We are finally at the end game of Brexit.
Four and a half years since the referendum, in the next few days the UK and EU will have to decide whether we exit our relationship with the 27-strong bloc with a trade deal or without one.
When Prime Minister Boris Johnson and European Commission President Ursula von der Leyen speak on Monday evening it will be to see whether, since their phone call on Saturday evening, there has been any progress in breaking the deadlock and whether there might be a “landing zone” for a deal.
It is undoubtedly a significant call in the final stages of talks, but not necessarily the make-or-break moment, according to officials on both sides; that could come later in the week when EU leaders meet at the European Council on Thursday.

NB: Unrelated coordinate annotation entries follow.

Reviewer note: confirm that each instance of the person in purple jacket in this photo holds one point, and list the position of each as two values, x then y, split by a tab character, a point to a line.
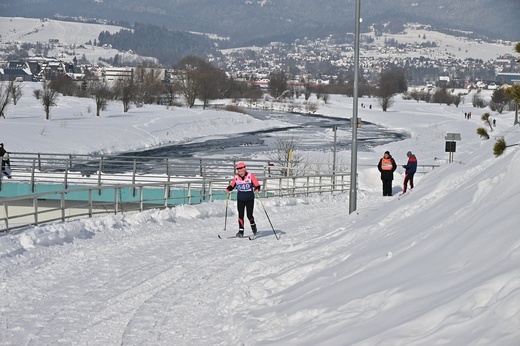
411	168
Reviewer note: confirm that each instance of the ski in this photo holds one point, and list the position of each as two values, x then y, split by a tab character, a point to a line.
234	236
251	237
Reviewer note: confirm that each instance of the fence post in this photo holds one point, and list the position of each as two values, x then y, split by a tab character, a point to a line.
133	177
33	183
99	173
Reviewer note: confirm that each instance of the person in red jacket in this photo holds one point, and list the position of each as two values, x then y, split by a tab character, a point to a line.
247	185
387	166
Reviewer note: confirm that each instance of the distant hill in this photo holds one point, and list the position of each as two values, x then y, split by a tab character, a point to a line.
248	22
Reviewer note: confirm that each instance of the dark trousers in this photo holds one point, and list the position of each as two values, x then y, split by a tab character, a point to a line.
245	206
387	187
408	178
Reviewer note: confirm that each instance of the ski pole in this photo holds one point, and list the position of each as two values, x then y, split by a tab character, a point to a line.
225	220
263	206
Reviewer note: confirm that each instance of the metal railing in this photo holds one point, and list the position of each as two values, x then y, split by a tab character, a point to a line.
85	186
73	203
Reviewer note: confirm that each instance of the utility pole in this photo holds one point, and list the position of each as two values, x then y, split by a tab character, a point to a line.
353	161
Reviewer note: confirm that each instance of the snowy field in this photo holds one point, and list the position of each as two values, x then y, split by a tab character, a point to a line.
436	266
69	34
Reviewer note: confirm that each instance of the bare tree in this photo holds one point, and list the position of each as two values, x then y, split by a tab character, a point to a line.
187	79
278	84
150	86
485	118
390	83
125	91
49	99
16	91
283	153
101	93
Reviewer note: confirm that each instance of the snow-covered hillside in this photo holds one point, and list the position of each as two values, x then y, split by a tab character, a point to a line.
436	266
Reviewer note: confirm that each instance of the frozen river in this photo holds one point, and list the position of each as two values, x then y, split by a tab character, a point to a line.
313	132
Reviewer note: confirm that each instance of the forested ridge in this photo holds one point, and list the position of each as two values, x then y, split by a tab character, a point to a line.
168	46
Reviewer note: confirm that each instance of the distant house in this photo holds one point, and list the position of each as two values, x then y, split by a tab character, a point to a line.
17	71
507	77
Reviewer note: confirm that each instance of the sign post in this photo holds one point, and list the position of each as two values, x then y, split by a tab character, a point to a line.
451	145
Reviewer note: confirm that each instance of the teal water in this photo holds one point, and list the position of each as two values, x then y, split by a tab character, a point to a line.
151	195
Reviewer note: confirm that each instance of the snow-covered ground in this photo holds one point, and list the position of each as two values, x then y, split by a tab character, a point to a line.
69	34
437	266
73	38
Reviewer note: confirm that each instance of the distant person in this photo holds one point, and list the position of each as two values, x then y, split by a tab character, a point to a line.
387	166
6	164
247	185
411	168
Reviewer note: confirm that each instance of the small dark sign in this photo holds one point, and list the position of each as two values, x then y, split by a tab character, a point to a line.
451	146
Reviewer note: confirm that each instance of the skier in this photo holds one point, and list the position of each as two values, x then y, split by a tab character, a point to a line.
4	156
247	185
387	166
411	168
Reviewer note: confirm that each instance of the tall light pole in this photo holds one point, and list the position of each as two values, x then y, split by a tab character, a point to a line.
354	120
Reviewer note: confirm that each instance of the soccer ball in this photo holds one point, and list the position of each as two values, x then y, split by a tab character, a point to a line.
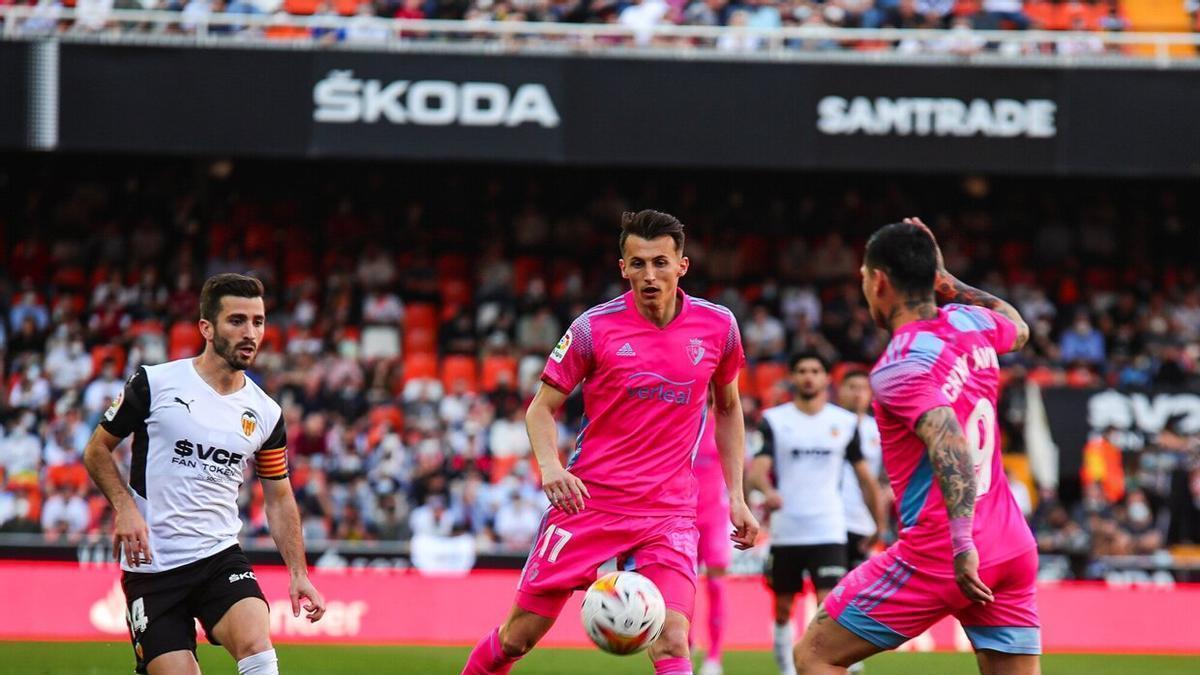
623	613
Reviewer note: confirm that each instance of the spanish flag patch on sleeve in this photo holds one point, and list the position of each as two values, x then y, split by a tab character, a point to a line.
271	464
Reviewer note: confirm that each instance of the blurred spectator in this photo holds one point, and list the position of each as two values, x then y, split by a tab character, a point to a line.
102	390
641	17
1083	342
763	336
1138	521
997	12
432	518
516	523
67	364
64	513
539	332
1102	466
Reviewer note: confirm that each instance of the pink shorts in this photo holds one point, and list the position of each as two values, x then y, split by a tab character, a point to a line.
570	548
713	521
886	602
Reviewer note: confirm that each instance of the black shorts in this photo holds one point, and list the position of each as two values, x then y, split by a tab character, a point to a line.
163	605
855	555
786	566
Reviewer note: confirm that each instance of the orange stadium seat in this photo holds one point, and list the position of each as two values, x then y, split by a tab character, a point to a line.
100	353
304	7
495	366
184	340
455	368
453	264
147	327
525	268
745	383
455	291
420	364
388	414
421	316
767	375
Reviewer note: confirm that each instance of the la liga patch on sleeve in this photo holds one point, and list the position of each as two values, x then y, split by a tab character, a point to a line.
561	350
115	406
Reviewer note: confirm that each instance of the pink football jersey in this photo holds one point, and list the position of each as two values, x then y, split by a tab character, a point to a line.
947	360
645	399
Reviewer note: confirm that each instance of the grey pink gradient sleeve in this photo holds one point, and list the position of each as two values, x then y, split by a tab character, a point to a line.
573	358
732	356
906	386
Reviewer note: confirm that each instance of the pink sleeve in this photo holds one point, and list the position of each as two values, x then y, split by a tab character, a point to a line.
573	358
732	357
1001	332
906	388
1005	334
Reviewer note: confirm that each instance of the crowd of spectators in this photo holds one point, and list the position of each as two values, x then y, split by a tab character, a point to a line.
639	16
411	314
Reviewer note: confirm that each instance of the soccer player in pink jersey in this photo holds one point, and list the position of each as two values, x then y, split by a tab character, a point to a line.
964	548
715	549
646	360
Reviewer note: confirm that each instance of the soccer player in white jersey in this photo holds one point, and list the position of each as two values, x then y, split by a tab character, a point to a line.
197	423
862	530
805	444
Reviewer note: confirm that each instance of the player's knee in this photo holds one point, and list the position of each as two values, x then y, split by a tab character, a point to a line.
672	643
805	658
514	644
250	645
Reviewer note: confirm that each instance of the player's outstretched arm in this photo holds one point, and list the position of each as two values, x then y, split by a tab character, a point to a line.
954	469
949	290
283	519
130	530
562	488
731	442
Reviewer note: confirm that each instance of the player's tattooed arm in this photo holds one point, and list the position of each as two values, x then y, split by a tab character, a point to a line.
951	458
949	290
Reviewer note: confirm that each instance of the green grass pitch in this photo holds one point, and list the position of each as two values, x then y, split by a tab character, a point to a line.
97	658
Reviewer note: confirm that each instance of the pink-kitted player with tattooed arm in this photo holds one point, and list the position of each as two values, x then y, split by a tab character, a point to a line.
964	548
646	360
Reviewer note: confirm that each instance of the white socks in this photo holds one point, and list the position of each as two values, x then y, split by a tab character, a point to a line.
784	640
262	663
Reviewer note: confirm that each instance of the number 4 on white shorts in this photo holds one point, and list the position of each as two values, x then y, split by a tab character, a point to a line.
137	616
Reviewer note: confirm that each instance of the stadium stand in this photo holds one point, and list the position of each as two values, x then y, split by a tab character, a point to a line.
411	312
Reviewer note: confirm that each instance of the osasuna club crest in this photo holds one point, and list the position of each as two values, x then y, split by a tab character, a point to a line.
249	423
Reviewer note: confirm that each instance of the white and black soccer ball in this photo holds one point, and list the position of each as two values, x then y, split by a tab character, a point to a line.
623	613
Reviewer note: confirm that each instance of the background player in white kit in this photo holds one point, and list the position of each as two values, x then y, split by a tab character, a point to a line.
862	529
805	444
197	424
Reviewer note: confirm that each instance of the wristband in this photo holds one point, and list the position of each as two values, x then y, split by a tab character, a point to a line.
960	535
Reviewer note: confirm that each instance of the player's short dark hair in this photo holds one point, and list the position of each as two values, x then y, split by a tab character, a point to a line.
906	252
221	285
808	354
649	225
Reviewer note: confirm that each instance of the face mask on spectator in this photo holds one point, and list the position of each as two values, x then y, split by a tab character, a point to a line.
1139	512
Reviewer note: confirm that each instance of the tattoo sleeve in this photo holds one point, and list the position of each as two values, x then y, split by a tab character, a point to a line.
951	290
951	458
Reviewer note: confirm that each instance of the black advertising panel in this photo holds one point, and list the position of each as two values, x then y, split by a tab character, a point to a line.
936	118
184	100
445	107
13	94
629	112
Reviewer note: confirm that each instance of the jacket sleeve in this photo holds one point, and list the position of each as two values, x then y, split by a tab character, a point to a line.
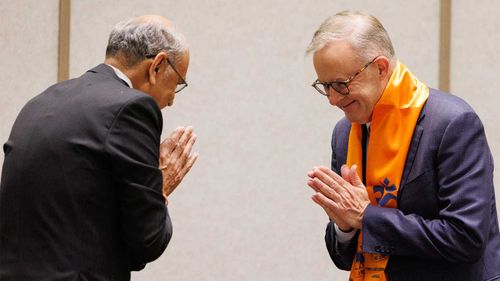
464	189
133	147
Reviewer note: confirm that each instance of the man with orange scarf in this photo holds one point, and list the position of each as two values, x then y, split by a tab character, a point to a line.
410	192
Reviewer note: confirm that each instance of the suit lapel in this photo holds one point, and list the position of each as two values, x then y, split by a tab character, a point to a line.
412	152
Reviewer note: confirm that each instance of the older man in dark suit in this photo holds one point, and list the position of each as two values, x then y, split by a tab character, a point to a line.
85	179
410	192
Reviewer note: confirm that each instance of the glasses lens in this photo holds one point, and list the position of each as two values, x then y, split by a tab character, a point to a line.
180	87
340	88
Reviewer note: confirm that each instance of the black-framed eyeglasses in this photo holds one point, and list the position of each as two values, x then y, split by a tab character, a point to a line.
183	83
341	87
180	86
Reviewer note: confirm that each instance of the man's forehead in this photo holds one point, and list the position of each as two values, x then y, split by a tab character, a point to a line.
335	61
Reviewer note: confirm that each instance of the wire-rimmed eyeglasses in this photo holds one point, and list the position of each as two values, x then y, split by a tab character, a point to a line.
341	87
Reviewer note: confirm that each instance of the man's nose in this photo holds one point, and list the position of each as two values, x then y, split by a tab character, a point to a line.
334	97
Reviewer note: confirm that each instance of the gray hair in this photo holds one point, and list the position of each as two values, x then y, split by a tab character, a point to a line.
138	39
365	33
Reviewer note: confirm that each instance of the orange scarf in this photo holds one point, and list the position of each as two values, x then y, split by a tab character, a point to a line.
393	122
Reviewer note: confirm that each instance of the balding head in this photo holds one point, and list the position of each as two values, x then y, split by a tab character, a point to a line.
364	32
142	37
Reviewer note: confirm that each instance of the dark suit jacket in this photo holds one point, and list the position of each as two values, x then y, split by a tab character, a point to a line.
81	192
445	226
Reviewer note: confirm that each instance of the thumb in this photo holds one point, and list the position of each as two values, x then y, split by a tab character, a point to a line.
355	180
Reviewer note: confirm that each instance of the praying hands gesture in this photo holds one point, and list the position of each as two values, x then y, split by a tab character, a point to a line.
176	158
344	198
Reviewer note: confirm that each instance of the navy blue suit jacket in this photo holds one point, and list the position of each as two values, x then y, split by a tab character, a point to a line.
81	192
445	226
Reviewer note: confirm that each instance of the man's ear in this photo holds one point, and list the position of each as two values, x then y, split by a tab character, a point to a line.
382	63
159	61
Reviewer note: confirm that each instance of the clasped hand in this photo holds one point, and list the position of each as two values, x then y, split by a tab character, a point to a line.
176	158
344	198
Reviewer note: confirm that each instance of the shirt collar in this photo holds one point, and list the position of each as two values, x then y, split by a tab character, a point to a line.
121	75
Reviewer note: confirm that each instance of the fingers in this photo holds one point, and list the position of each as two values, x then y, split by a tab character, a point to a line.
344	172
354	177
321	187
186	151
169	144
190	162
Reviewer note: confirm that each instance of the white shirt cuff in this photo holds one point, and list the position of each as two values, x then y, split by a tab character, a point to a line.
343	237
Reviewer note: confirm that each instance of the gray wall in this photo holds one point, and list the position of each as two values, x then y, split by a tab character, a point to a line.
244	212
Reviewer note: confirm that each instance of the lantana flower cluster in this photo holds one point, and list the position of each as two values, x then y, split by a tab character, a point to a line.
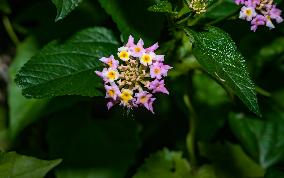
259	13
132	80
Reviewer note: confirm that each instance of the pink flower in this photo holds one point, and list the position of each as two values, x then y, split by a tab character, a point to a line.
252	3
269	22
259	12
110	75
110	61
138	50
112	91
110	104
238	2
257	21
145	99
275	13
159	58
127	81
130	42
157	70
152	48
158	86
247	13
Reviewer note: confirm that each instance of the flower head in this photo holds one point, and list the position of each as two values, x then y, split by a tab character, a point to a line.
260	13
132	80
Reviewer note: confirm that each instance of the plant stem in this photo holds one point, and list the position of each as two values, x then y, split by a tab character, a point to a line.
191	136
9	28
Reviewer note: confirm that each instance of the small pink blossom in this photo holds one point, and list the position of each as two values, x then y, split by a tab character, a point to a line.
158	86
157	70
247	13
152	48
112	91
238	2
159	58
130	42
145	99
138	50
259	12
258	21
252	3
110	104
275	13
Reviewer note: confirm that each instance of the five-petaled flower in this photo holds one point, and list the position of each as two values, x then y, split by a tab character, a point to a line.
132	80
259	12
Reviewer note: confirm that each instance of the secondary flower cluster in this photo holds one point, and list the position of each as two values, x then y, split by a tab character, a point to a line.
132	80
259	12
198	6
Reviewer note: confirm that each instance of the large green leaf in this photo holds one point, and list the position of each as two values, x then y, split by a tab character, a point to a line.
263	139
163	7
274	173
166	164
230	161
92	148
68	69
132	17
218	54
222	9
22	111
13	165
64	7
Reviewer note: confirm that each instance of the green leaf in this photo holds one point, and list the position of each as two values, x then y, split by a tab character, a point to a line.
132	18
22	111
68	69
89	147
263	139
64	7
230	161
166	164
163	6
218	54
222	9
13	165
274	173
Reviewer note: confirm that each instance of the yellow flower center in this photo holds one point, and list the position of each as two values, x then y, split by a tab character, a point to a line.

This summit marks the effective deadline for a Brexit deal.
One official tells me this is the summit where a deal will be sealed amongst EU leaders or, if no progress has been made, the moment when Brussels activates no-deal measures. Either way, by the end of this week we should have an idea of Brexit’s fate.
The UK side tell me there are “still significant gaps to bridge”. The EU side say there has been some progress in the past 24 hours on fisheries, but competition rules are still the main sticking point.
It doesn’t come as much surprise. “Level playing field” rules – a trade policy term for common rules and standards to prevent businesses in different countries gaining competitive advantages over those operations in other countries – has been the most intractable point of conflict throughout the talks, and still is.
The EU has been clear all along: preferential access to its 27-strong internal market depends on the UK agreeing to EU rules on competition, state aid, labour and environmental standards.
For Brussels, making sure the UK cannot undercut the bloc after it has left the EU is its strongest red line.
The UK argues the very essence of Brexit means that London should be able to set its own rules rather than remain tied to Brussels’ regulatory orbit.
For the British side, determining their own rules is the core point of sovereignty.
The UK’s compromise would be to agree with the EU for the non-regression of existing standards. But what Mr Johnson won’t agree is to take EU rules forever. The EU side wants detailed, enforceable commitments on future policies not just existing ones. It is a very hard circle to square.
Meanwhile, the government’s intention to press on with with two bills – the Internal Market Bill and the Finance Bill – that violate the Brexit treaty agreed between Mr Johnson and EU leaders last year is also a source of tension.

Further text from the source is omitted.